Cosmos-Predict2.5: A Suite of Diffusion-based World Foundation Models
Cosmos | Code | White Paper | Website
NVIDIA Cosmos™ is a platform of state-of-the-art generative world foundation models, advanced tokenizers, guardrails, and an accelerated data processing and curation pipeline, purpose-built to accelerate the development of physical AI systems, such as autonomous vehicles (AVs) and robots.
Model Overview
Description
Cosmos-Predict2.5: A family of highly performant pre-trained world foundation models purpose-built for generating physics-aware images, videos and world states for physical AI development.
Cosmos-Predict2.5 diffusion models are a collection of diffusion based world foundation models that generate dynamic, high quality images and videos from text, image, or video inputs. It can serve as the building block for various applications or research that are related to world generation.
This model is ready for commercial/non-commercial use.
Model Developer: NVIDIA
Model Versions
The Cosmos-Predict2.5 diffusion-based model family includes the following models:
Cosmos-Predict2.5-14B/ Pre-trained
- Given a text description, an image as the first frame, and/or a video, predict the future frames.
- Produces 720P video with 16FPS
Cosmos-Predict2.5-14B/ Post-trained
- Given a text description, an image as the first frame, and/or a video, predict the future frames.
- Produces 720P video with 16FPS
License
This model is released under the NVIDIA Open Model License.
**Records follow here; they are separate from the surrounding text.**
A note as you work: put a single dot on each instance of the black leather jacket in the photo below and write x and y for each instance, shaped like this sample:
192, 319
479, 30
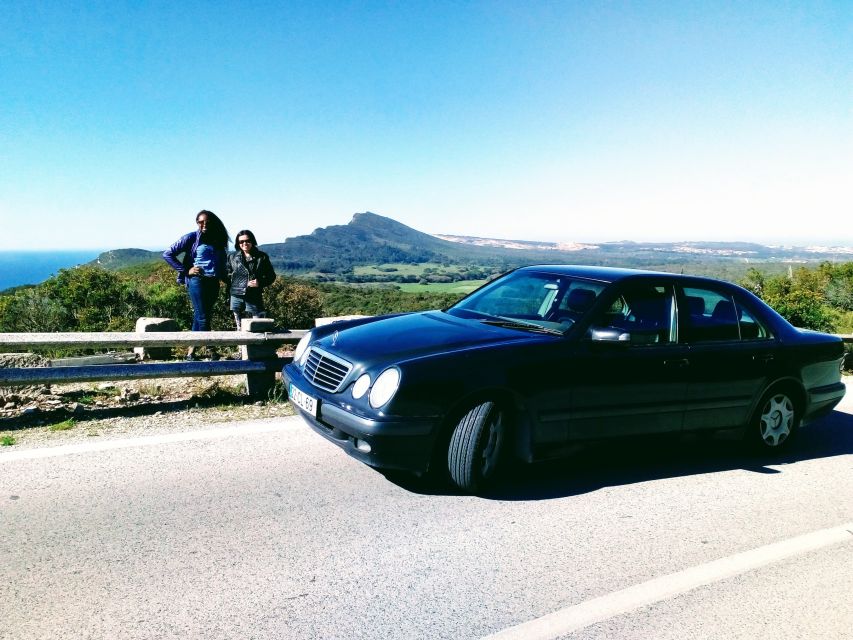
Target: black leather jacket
241, 271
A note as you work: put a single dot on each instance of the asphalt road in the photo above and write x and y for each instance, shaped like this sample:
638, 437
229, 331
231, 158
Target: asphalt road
264, 530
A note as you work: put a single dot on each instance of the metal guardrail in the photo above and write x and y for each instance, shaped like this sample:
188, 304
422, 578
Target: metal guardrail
260, 367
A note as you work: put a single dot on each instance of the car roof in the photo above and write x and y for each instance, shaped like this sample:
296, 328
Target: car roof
603, 274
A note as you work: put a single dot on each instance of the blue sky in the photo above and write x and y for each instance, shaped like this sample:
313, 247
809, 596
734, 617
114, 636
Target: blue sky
563, 121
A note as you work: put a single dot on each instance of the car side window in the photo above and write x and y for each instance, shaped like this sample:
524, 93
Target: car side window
712, 316
643, 314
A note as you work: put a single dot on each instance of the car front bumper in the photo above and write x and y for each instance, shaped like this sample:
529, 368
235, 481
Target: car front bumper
388, 443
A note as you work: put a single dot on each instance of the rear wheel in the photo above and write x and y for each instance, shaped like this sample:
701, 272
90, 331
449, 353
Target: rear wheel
476, 447
775, 421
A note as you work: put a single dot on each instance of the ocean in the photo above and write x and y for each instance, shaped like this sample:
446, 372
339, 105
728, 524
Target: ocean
33, 267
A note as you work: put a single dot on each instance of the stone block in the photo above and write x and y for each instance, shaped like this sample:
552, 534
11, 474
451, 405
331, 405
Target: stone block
147, 325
Additional Information: Apache License 2.0.
For a custom license, please contact [email protected].
Under the NVIDIA Open Model License, NVIDIA confirms:
- Models are commercially usable.
- You are free to create and distribute Derivative Models.
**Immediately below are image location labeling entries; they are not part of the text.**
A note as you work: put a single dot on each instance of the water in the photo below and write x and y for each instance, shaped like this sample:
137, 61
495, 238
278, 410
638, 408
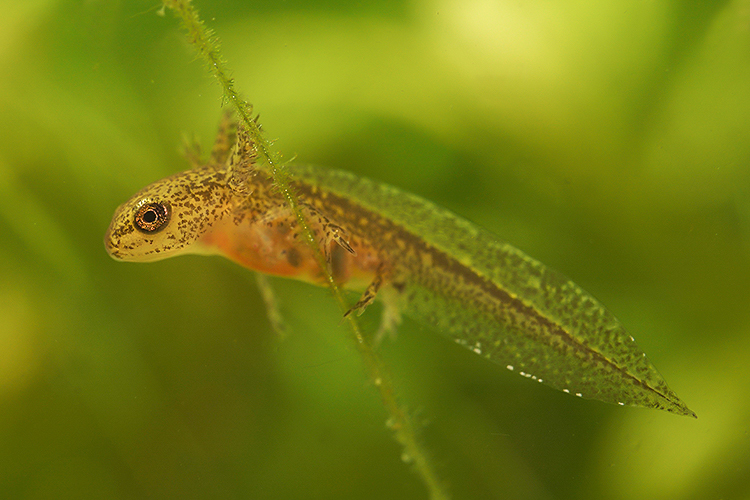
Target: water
609, 142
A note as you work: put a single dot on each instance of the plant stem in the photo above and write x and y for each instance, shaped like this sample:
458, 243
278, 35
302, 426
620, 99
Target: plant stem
206, 43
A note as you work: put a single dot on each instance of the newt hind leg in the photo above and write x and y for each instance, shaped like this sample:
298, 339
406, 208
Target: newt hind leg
389, 295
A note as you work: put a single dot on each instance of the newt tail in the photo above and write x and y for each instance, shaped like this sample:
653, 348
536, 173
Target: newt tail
421, 259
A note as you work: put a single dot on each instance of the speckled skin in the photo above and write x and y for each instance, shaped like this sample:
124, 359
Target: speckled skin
481, 292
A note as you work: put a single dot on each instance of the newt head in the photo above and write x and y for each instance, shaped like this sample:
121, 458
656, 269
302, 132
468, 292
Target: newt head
168, 217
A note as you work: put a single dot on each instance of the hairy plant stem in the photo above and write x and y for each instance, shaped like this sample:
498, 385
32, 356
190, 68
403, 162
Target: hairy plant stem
206, 43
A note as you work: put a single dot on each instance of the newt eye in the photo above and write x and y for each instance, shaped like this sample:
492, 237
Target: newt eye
151, 217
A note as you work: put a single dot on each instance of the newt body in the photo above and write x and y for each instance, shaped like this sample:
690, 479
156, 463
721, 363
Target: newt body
424, 260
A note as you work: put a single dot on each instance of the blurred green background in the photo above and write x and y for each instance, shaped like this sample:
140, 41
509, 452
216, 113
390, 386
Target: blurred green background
610, 140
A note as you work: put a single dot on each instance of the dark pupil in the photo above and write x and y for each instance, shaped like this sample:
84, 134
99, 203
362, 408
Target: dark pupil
151, 217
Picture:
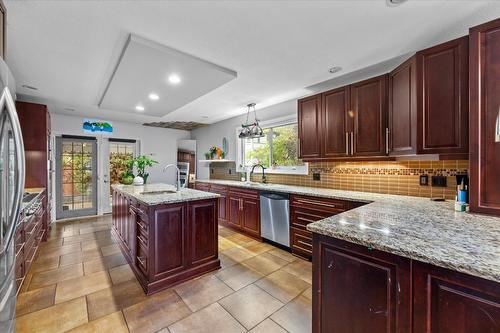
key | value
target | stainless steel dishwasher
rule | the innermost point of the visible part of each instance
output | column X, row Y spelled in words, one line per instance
column 275, row 217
- NVIDIA does not claim ownership to any outputs generated using the Models or Derivative Models.
Important Note: If you bypass, disable, reduce the efficacy of, or circumvent any technical limitation, safety guardrail or associated safety guardrail hyperparameter, encryption, security, digital rights management, or authentication mechanism contained in the Model, your rights under NVIDIA Open Model License Agreement will automatically terminate.
Deployment Geography:
Global
Use Case:
Physical AI: encompassing robotics, autonomous vehicles (AV), and more.
Release Date:
Github [12/04/2025] via https://github.com/nvidia-cosmos/cosmos-predict2.5
Hugging Face [12/04/2025] via https://huggingface.co/collections/nvidia/cosmos-predict25
Model Architecture
Cosmos-Predict2.5-14B is a diffusion transformer model designed for video denoising in the latent space. The network is composed of interleaved self-attention, cross-attention and feedforward layers as its building blocks. The cross-attention layers allow the model to condition on input text throughout the denoising process. Before each layer, adaptive layer normalization is applied to embed the time information for denoising. When image or video is provided as input, their latent frames are concatenated with the generated frames along the temporal dimension. Augment noise is added to conditional latent frames to bridge the training and inference gap.
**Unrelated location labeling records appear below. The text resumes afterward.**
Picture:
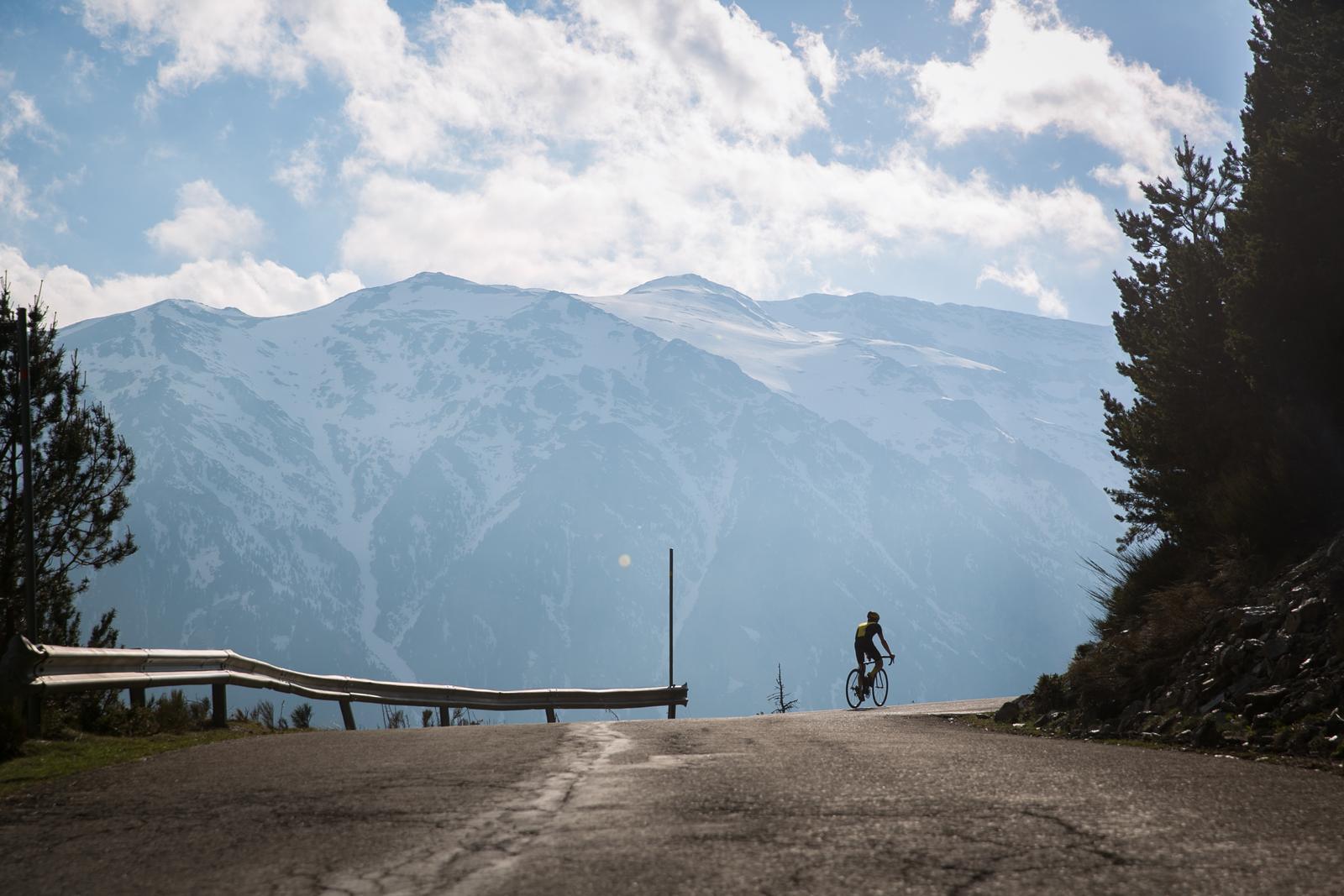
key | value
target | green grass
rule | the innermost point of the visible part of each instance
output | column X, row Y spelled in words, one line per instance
column 49, row 759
This model was developed based on: Cosmos-Predict2-14B
Number of model parameters: 14,368,048,004
Input/Output Specifications
Input
- Input Type(s): Text+Image, Text+Video
- Input Format(s):
- Text: String
- Image: jpg, png, jpeg, webp
- Video: mp4
- Input Parameters:
- Text: One-dimensional (1D)
- Image: Two-dimensional (2D)
- Video: Three-dimensional (3D)
- Other Properties Related to Input:
- The input string should contain fewer than 300 words and should provide descriptive content for world generation, such as a scene description, key objects or characters, background, and any specific actions or motions to be depicted within the 5-second duration.
- For the 720P model, the input image should be 1280×704; for the 480P model, use 832×480.
- The input video should consist of 5 frames, each with a resolution of 1280×704 for the 720P model, or 832×480 for the 480P model.
Output
- Output Type(s): Video
- Output Format(s): mp4
- Output Parameters: Three-dimensional (3D)
- Other Properties Related to Output: The generated video is a 5-second clip, with resolution and frame rate determined by the model variant used. For example, the 720P 16FPS model produces a video with a resolution of 1280×704 and a frame rate of 16 FPS.
The video content visualizes the input text description as a short animated scene, capturing key elements within the specified time constraints.
Our AI models are designed and/or optimized to run on NVIDIA GPU-accelerated systems. By leveraging NVIDIA's hardware (e.g. GPU cores) and software frameworks (e.g., CUDA libraries), the model achieves faster training and inference times compared to CPU-only solutions.
Software Integration
Runtime Engine(s):
Supported Hardware Microarchitecture Compatibility:
- NVIDIA Ampere
- NVIDIA Blackwell
- NVIDIA Hopper
Note: Only BF16 precision is tested. Other precisions like FP16 or FP32 are not officially supported.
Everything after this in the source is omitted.